The polarization camera gives us a glimpse of normal vision on the left and what vision is like to an insect or shrimp, on the right. (Image Credit: Harvard)
“This research is game-changing for imaging,” said Federico Capasso, the Robert L. Wallace Professor of Applied Physics and Vinton Hayes Senior Research Fellow in Electrical Engineering at SEAS and senior author of the paper. “Most cameras can typically only detect the intensity and color of light but can’t see polarization. This camera is a new eye on reality, allowing us to reveal how light is reflected and transmitted by the world around us.”
“Polarization is a feature of light that is changed upon reflection off a surface,” said Paul Chevalier, a postdoctoral fellow at SEAS and co-author of the study. “Based on that change, polarization can help us in the 3D reconstruction of an object, to estimate its depth, texture and shape, and to distinguish man-made objects from natural ones, even if they’re the same shape and color.”

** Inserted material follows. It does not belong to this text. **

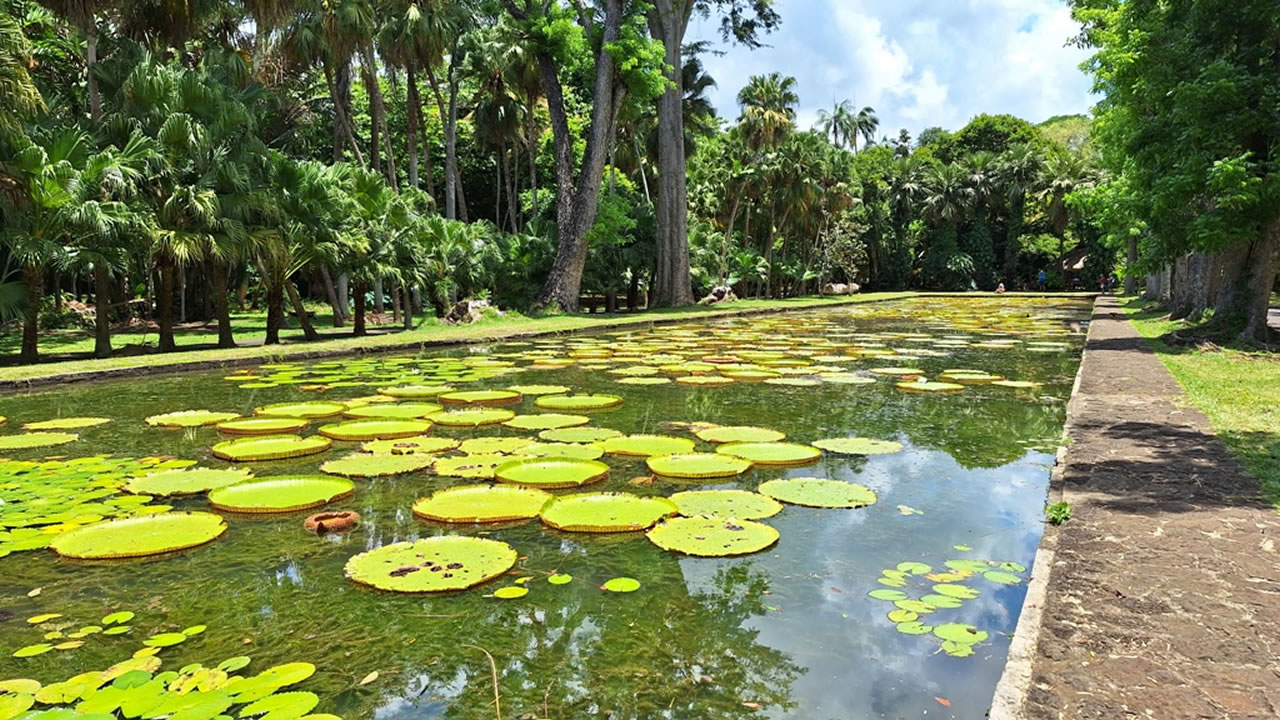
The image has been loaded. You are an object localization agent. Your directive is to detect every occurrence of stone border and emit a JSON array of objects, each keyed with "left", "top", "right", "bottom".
[{"left": 987, "top": 296, "right": 1101, "bottom": 720}]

In order to unleash the full power of polarization, the team took advantage of harnessing metasurfaces, which are defined as nanoscale structures that merge with light at wavelength size-scales. “If we want to measure the light’s full polarization state, we need to take several pictures along different polarization directions,” said Noah Rubin, first author of the paper and graduate student in the Capasso Lab. “Previous devices either used moving parts or sent light along multiple paths to acquire the multiple images, resulting in bulky optics. A newer strategy uses specially patterned camera pixels, but this approach does not measure the full polarization state and requires a non-standard imaging sensor. In this work, we were able to take all of the optics needed and integrate them in a single, simple device with a metasurface.”

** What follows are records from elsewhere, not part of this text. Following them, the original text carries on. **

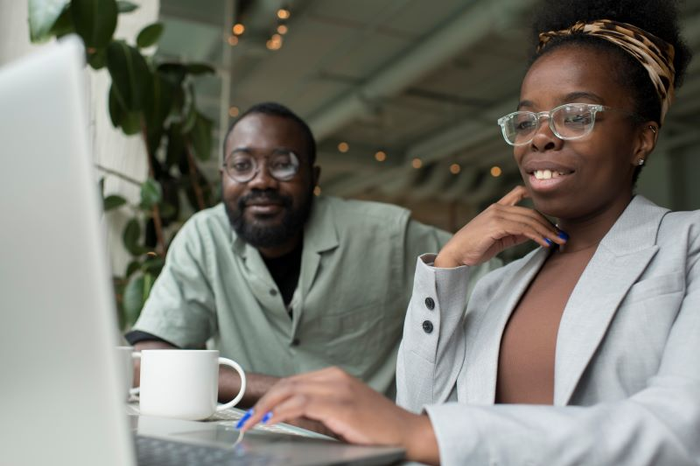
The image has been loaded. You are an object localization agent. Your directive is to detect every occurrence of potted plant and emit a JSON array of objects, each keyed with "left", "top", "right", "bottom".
[{"left": 29, "top": 0, "right": 218, "bottom": 327}]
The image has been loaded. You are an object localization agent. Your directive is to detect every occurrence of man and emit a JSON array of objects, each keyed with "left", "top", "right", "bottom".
[{"left": 127, "top": 103, "right": 492, "bottom": 405}]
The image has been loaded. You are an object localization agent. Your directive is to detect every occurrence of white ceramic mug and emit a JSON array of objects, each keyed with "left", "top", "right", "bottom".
[
  {"left": 117, "top": 346, "right": 138, "bottom": 400},
  {"left": 134, "top": 349, "right": 246, "bottom": 421}
]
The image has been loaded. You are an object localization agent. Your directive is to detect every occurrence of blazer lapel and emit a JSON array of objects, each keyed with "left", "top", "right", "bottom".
[
  {"left": 554, "top": 196, "right": 668, "bottom": 406},
  {"left": 459, "top": 248, "right": 550, "bottom": 404}
]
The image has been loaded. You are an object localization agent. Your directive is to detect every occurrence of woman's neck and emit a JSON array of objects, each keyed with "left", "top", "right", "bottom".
[{"left": 557, "top": 195, "right": 633, "bottom": 253}]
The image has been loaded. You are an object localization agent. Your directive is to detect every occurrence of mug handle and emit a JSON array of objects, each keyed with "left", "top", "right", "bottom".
[
  {"left": 216, "top": 358, "right": 245, "bottom": 412},
  {"left": 129, "top": 351, "right": 141, "bottom": 399}
]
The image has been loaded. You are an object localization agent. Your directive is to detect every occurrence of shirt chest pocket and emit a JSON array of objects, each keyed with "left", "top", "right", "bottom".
[{"left": 306, "top": 302, "right": 402, "bottom": 376}]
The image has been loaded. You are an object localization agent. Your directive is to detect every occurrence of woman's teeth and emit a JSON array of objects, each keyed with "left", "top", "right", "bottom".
[{"left": 534, "top": 170, "right": 564, "bottom": 180}]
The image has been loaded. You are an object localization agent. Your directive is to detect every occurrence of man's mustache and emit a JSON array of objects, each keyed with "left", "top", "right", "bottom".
[{"left": 237, "top": 190, "right": 292, "bottom": 211}]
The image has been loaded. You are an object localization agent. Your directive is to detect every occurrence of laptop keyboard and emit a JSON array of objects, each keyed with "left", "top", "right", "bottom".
[{"left": 136, "top": 436, "right": 280, "bottom": 466}]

The polarization camera uses an array of nanopillars to beam light on an object, creating the polarization effect. (Image Credit: Harvard)
By using a new technique on how polarized light interacts with materials, researchers were able to build a metasurface that uses an array of organized subwavelength spaced nanopillars to beam light due to its polarization. Afterward, the light creates four images that show how conditions differ to the polarization. When the images are taken at the same time, a full snapshot of polarization at each pixel can be observed. The special camera is only two centimeters long and has the same level of complexity as a smartphone camera. It contains an attached lens and a protective case. When testing the camera, researchers used it to view deformities in injection-molded plastic objects, used it outdoors to capture the polarization off car windshields and took facial snapshots to show how the camera can picture the 3D curves of a human face.

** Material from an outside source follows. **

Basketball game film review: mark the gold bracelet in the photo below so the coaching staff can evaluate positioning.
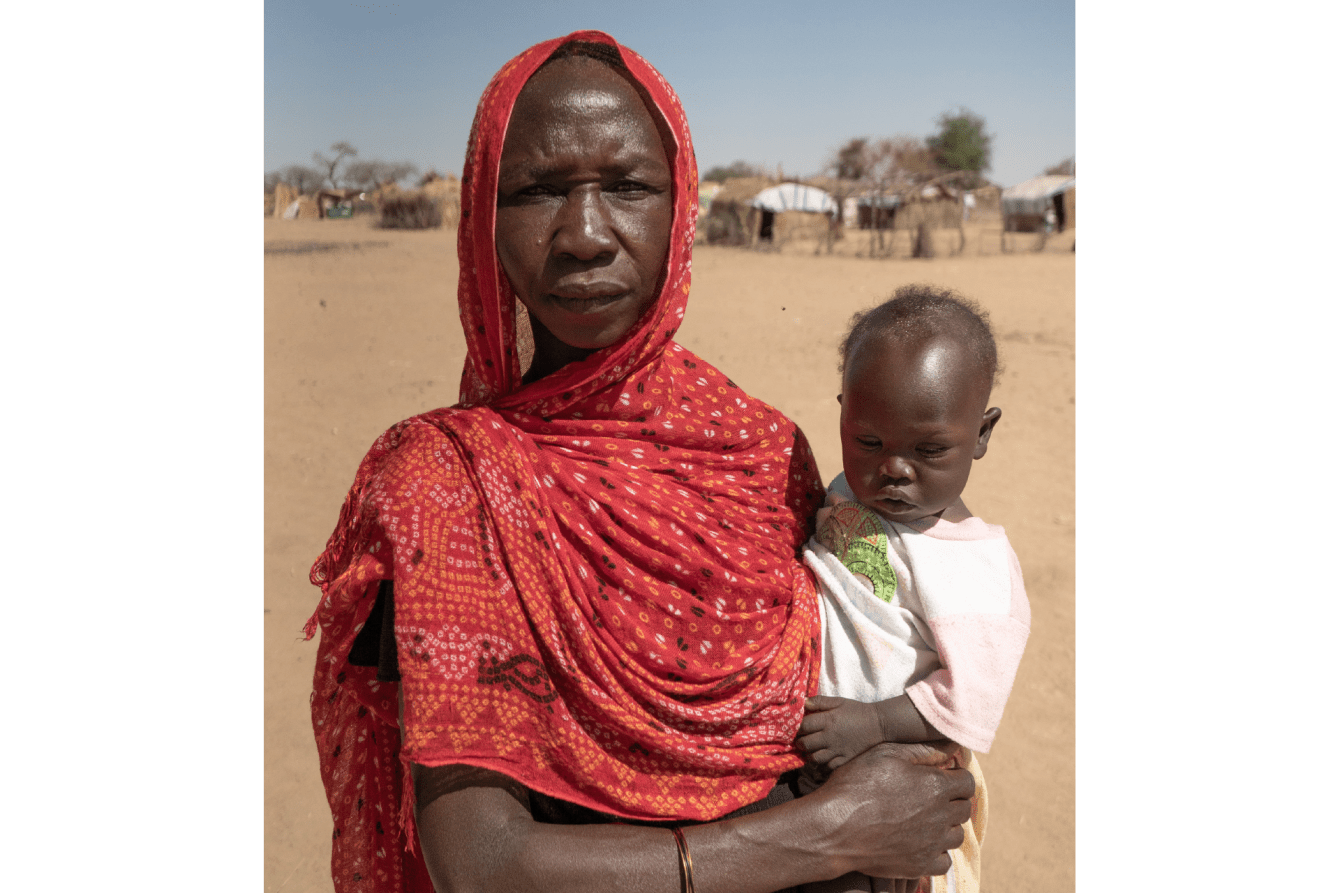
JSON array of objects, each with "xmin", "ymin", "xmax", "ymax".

“This technology could be integrated into existing imaging systems, such as the one in your cell phone or car, enabling the widespread adoption of polarization imaging and new applications previously unforeseen,” said Rubin.
“This research opens an exciting new direction for camera technology with unprecedented compactness, allowing us to envision applications in atmospheric science, remote sensing, facial recognition, machine vision and more,” said Capasso.